The M3 Pickup, we get it, but why didn’t BMW build the M3 Touring?
Since this year BMW celebrates the 30th anniversary of the iconic M3, the Bavarian automaker thought it a good occasion to unearth four M3 prototypes that never made it to production.
It's easy to explain why two of them remained just prototypes — yes, we're talking about the M3 pickups from 1986 (E30) and 2011 (E90). But the other two concepts had a real shot at making it into showrooms worldwide: the M3 Compact (E36) from 1996 and the M3 Touring (E46) from 2000).
Each of these working prototypes has an interesting story, so let's find out why BMW M built them.
BMW M3 Pickup (1986)
This unusual prototype was born when the folks from BMW Motorsport wanted an M3 that could carry lots of goods such as work equipment and parts around the company's premises in Garching near Munich. Starting from the body of a 3 Series Convertible, engineers built the peculiar M3 Pickup. The convertible was chosen as a donor car because its built-in bracing made it the ideal choice for a pickup conversion.
Unlike the production E30 M3, the M3 Pickup lacked the flared wings and initially featured a 2.0-liter engine with 192 hp from the Italian-market M3. "Later we switched to the original 2.3-liter four-cylinder engine with 200 horsepower," recounts Jakob Polschak, head of vehicle prototype building and workshops at the BMW M Division.
The BMW M3 Pickup served as a workshop transport vehicle for over 26 years before finally being retired four years ago.
BMW M3 Compact (1996)
While BMW had no plans to put the M3 Pickup into production, the E36 M3 Compact prototype from 1996 was a different story. The automaker thought it could become an entry point into the world of BMW M cars for younger customers — exactly what the BMW M2 Coupé is right now. However, for reasons BMW did not elaborate on, the M3 Compact remained just a prototype.
It featured the same 3.0-liter straight-six engine delivering 321 hp, which made it even quicker and more nimble than the E36 M3 Coupe. That's because it was 150 kg (331 lbs) lighter. However, were the M3 Compact to make it into production, BMW would have reduced the engine's output so that it didn't compete with the M3 Coupe performance-wise.
BMW M3 Touring (2000)
Another M3 prototype that was considered for production was the E46 M3 Touring from 2000. While BMW allowed some journalists test drive the M3 Compact, the M3 Touring served entirely in-house purposes. "This prototype allowed us to show that, from a purely technical standpoint at least, it was possible to integrate an M3 Touring into the ongoing production of the standard BMW 3 Series Touring with very little difficulty," explains Jakob Polschak.
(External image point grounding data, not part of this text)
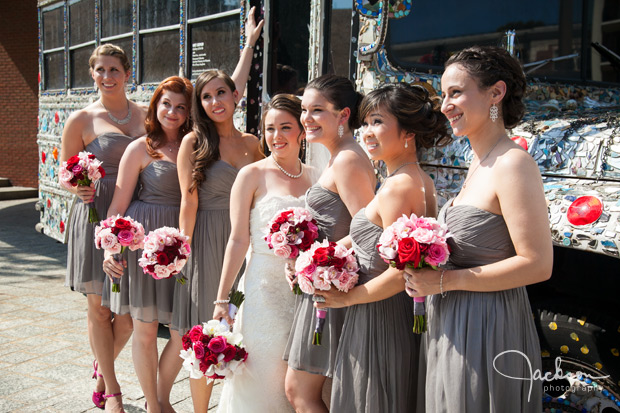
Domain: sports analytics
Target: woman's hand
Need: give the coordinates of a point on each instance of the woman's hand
(221, 311)
(252, 30)
(334, 298)
(422, 282)
(86, 193)
(111, 267)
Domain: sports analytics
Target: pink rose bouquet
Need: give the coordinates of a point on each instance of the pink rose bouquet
(165, 253)
(115, 234)
(212, 351)
(290, 232)
(323, 265)
(82, 170)
(415, 242)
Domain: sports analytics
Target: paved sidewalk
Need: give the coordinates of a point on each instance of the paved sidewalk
(45, 359)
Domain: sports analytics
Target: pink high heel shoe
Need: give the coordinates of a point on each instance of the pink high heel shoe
(98, 396)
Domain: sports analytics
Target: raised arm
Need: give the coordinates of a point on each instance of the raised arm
(241, 197)
(189, 200)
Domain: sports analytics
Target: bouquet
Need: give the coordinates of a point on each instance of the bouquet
(82, 170)
(115, 235)
(415, 242)
(212, 351)
(165, 253)
(324, 264)
(289, 232)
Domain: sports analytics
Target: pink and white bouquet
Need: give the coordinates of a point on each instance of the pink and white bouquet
(82, 170)
(165, 253)
(323, 265)
(212, 351)
(290, 232)
(115, 234)
(415, 242)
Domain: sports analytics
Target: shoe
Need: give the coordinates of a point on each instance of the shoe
(109, 396)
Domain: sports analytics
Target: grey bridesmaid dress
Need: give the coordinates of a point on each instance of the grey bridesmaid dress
(468, 331)
(84, 262)
(193, 302)
(377, 361)
(158, 204)
(333, 220)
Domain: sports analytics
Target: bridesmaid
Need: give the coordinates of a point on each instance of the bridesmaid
(501, 243)
(104, 128)
(209, 159)
(377, 359)
(329, 115)
(150, 163)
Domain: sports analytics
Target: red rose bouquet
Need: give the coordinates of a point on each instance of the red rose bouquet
(82, 170)
(115, 235)
(165, 253)
(323, 265)
(210, 350)
(415, 242)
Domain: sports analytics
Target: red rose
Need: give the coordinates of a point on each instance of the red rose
(408, 252)
(122, 224)
(229, 353)
(162, 259)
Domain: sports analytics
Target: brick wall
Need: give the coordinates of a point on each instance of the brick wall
(19, 92)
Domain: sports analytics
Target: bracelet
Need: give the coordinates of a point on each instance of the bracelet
(441, 291)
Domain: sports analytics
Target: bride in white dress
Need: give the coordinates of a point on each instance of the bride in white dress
(261, 190)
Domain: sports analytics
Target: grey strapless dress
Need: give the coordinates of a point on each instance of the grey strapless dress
(158, 204)
(333, 220)
(377, 361)
(193, 302)
(468, 330)
(84, 262)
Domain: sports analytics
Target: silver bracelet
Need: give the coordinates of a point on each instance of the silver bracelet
(441, 291)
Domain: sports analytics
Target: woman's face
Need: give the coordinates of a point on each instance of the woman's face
(383, 137)
(109, 74)
(218, 101)
(319, 117)
(172, 110)
(465, 105)
(282, 133)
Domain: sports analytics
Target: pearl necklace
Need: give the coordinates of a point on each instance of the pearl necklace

Engineers wanted to see whether the rear doors of the standard production model could be reworked to adapt them to the rear wheel arches without the need for new and expensive tools. Although the M3 Touring passed the test, it never had the opportunity to give the Audi RS4 Avant a run for its money. And that's quite a shame because the prototype looked great.
BMW M3 Pickup (2011)
Once again, BMW M built an M3 Pickup, but now the reason was different. The E90 M3 Pickup came as a successor to the E30 M3 Pickup, which was beginning to show signs of wear and tear. Like its predecessor, the E90 M3 Pickup was based on a 3 Series Convertible but, unlike the E30 M3 Pickup, BMW licensed it for road use.
Since April 1 was just around the corner, someone at BMW M had the idea to market the car as an April Fools' joke. Following spy shots of calibration runs on the Nürburgring Nordschleife, BMW issued a press release saying the Pickup would become the fourth body variant of the M3 family alongside the Sedan, Coupe, and Convertible. The joke worked, as many journalists and bloggers took the bait and believed the rumors.